Females have been repeatedly observed to only accept copulation with males at times when there are eggs in the oviducts, approximately 15% of the total brood cycle time. Males have been observed to make orienting motions toward any female without regard to her reproductive stage, with reproductive success in the species favoring males which mate with a behavior described as "undiscriminating eagerness".

In laboratory conditions, individuals have lived as long as 9 months, although in their natural habitat, it would be unusual for the habitat to persist for that long.

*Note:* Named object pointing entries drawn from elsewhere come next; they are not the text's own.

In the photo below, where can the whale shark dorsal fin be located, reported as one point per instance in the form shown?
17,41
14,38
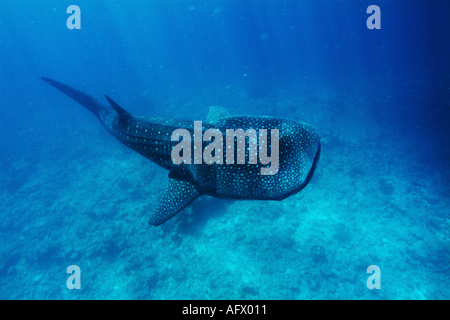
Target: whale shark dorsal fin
216,113
123,114
179,194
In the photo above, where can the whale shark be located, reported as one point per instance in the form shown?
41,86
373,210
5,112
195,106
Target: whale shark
297,154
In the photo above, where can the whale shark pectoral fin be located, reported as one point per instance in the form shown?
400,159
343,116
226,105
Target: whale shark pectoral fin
216,113
179,194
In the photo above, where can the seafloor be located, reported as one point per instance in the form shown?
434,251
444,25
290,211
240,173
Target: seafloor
78,197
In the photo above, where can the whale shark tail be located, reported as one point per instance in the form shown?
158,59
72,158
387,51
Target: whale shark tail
84,99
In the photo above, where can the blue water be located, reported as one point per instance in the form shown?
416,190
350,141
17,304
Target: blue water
71,194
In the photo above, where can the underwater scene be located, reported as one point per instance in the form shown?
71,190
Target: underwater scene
354,97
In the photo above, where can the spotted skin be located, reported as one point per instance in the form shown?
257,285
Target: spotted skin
299,151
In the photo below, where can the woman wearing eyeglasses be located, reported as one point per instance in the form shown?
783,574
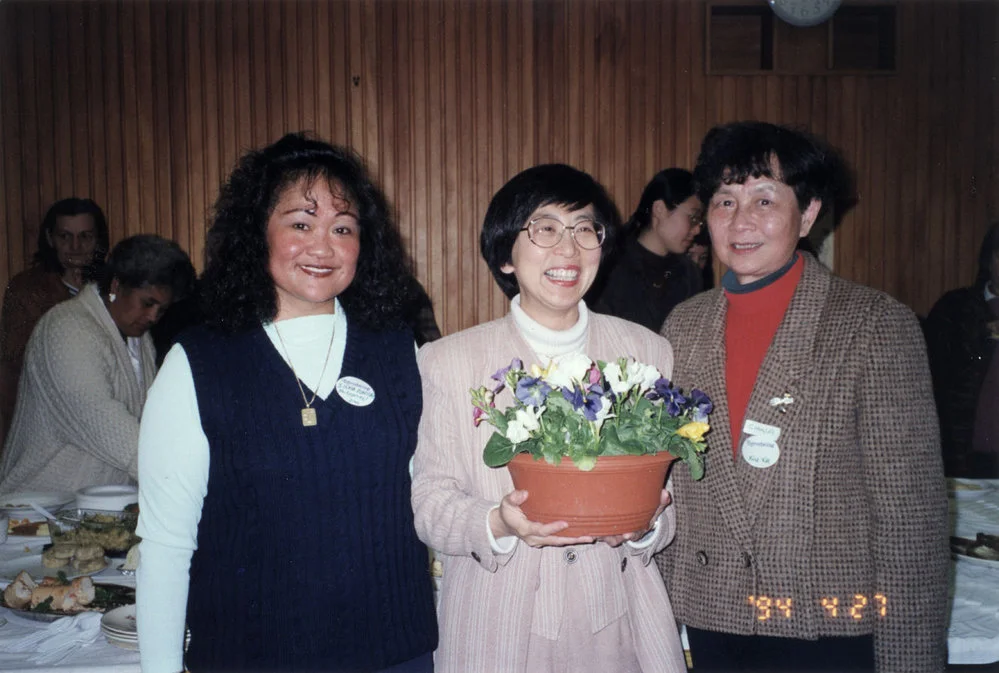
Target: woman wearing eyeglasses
651,272
516,595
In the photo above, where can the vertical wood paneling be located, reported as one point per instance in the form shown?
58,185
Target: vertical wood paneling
145,106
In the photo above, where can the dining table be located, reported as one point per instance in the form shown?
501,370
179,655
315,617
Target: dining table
973,631
97,656
972,634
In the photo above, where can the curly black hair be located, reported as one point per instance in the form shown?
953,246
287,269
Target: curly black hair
46,255
238,291
735,152
524,193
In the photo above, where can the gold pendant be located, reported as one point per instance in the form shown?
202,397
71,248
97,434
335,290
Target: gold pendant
309,417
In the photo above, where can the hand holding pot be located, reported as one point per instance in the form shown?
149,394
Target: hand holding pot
665,498
509,519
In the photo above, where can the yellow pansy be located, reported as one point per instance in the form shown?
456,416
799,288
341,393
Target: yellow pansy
694,431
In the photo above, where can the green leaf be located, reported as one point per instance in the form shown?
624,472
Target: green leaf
499,451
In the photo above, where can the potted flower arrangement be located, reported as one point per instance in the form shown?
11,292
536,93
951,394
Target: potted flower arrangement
621,424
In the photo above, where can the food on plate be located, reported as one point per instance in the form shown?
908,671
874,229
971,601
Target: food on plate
115,532
85,558
58,596
58,555
72,597
17,595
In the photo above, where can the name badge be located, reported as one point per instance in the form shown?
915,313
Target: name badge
355,392
760,452
762,430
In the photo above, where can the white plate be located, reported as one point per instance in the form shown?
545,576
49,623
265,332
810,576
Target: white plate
19,509
967,489
9,568
120,619
112,498
989,563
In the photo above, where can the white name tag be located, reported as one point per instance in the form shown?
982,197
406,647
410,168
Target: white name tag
755,429
355,392
760,452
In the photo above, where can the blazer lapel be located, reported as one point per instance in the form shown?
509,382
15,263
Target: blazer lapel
721,474
779,395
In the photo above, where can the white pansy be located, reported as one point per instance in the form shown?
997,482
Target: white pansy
618,384
524,422
642,375
568,370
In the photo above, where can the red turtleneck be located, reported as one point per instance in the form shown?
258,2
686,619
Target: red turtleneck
751,322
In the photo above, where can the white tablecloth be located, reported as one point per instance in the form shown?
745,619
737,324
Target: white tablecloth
973,634
97,657
972,638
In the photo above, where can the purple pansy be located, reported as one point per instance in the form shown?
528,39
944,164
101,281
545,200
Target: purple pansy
671,397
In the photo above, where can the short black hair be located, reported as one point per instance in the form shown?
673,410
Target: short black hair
733,153
46,253
524,193
147,260
672,186
238,291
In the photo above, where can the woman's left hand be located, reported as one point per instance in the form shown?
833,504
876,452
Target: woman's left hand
617,540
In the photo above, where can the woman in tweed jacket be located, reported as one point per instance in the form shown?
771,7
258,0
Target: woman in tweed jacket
818,537
515,595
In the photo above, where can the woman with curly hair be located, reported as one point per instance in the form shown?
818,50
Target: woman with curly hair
275,446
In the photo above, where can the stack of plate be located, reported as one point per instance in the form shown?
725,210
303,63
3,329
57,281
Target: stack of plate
118,626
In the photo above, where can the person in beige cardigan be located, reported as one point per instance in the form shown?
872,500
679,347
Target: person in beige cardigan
87,367
516,596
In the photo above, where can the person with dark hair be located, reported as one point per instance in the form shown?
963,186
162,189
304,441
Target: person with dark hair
274,450
817,539
72,244
962,331
699,253
652,273
551,602
87,368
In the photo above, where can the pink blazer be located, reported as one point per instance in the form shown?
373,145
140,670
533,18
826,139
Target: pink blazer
489,601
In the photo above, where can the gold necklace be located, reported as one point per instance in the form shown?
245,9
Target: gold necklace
308,413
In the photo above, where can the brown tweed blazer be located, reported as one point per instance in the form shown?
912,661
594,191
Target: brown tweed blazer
854,510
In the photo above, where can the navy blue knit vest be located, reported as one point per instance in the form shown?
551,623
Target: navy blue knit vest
307,556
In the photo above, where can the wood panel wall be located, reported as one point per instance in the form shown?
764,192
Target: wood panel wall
145,105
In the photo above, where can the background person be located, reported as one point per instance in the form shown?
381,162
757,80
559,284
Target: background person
516,596
87,368
274,498
818,537
652,273
72,244
962,331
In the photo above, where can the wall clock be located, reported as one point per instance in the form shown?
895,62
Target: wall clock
804,12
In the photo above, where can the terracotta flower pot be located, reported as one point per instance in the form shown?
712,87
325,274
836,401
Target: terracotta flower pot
618,496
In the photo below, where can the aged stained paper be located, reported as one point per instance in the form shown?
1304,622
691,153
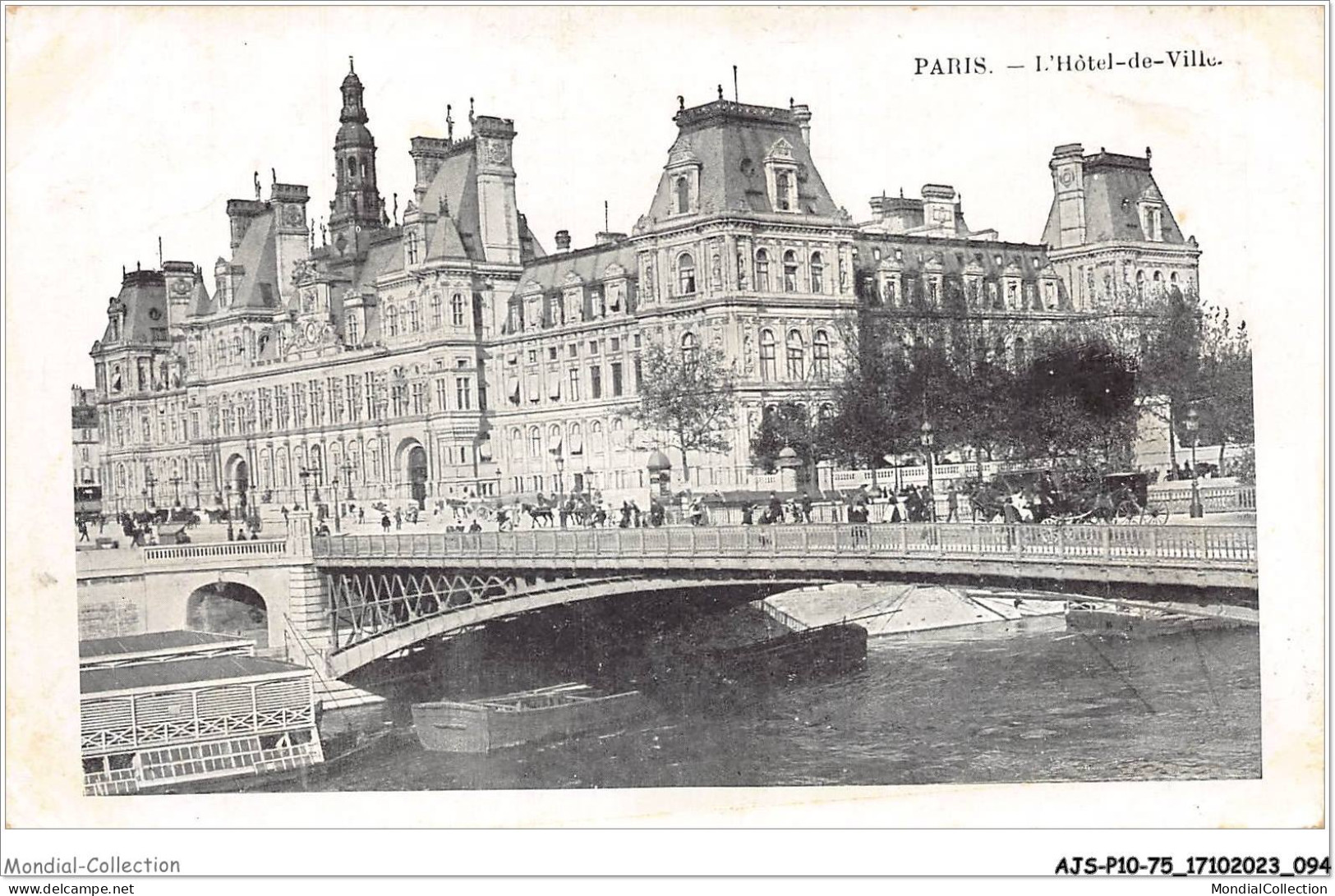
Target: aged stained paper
113,143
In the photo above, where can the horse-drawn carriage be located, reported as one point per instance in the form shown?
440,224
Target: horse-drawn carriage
1061,496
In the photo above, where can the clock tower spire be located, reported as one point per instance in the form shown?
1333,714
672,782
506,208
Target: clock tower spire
357,200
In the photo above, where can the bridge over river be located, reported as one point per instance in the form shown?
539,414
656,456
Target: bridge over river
339,603
391,590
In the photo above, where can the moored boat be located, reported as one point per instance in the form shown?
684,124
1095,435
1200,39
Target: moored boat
542,715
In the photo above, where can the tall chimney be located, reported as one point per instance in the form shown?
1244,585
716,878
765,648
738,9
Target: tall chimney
1068,185
803,113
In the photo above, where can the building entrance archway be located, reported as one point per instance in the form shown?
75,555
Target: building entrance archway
237,475
418,475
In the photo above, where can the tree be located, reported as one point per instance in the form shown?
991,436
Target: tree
1076,399
785,425
1224,384
688,398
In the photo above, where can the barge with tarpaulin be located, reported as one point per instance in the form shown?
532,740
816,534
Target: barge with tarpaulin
553,714
185,710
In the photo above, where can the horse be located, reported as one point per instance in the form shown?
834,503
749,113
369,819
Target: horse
540,516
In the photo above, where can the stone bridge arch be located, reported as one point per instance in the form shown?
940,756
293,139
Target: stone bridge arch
401,609
228,608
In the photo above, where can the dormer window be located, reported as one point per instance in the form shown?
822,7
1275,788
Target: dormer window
762,271
683,179
781,177
1153,221
685,274
683,192
789,271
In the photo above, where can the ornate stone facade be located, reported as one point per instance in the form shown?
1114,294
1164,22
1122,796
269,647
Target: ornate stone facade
448,354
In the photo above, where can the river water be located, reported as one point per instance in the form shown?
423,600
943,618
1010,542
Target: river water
959,705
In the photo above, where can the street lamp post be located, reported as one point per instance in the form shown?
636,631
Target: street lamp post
1194,429
928,439
348,477
228,499
338,510
561,488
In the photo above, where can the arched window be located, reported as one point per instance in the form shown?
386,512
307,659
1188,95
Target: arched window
789,271
796,356
689,349
768,369
281,469
685,274
822,356
373,461
762,271
783,185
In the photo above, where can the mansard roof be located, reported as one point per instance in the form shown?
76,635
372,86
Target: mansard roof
200,303
923,254
587,264
145,296
256,255
1114,187
730,142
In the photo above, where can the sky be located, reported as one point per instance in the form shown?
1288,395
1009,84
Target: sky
131,125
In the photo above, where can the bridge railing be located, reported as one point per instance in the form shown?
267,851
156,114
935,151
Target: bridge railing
213,550
1228,545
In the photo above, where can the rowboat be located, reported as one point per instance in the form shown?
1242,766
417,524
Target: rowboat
553,714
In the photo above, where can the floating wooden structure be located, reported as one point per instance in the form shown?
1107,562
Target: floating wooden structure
527,716
824,650
1121,620
173,708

==Taxonomy and etymology==
The species was first briefly described as Branchipus proboscideus by Georg Ritter von Frauenfeld in 1873, based on his investigations of an unknown number of specimens. In his publication, he did not make a mention of where he had deposited his original specimens, but in 1921, Otto Pesta described examining one male and one female specimen identified as the type species in the Museum of Natural History in Vienna. One male and four female specimens had been collected in Khartoum by Ernst Marno in 1870 and deposited at that same museum, and may have been the specimens described by Frauenfeld.

The Latin name, Streptocephalus proboscideus, means "twisted head with a proboscis", which refers to a median appendage on the head between the antennae.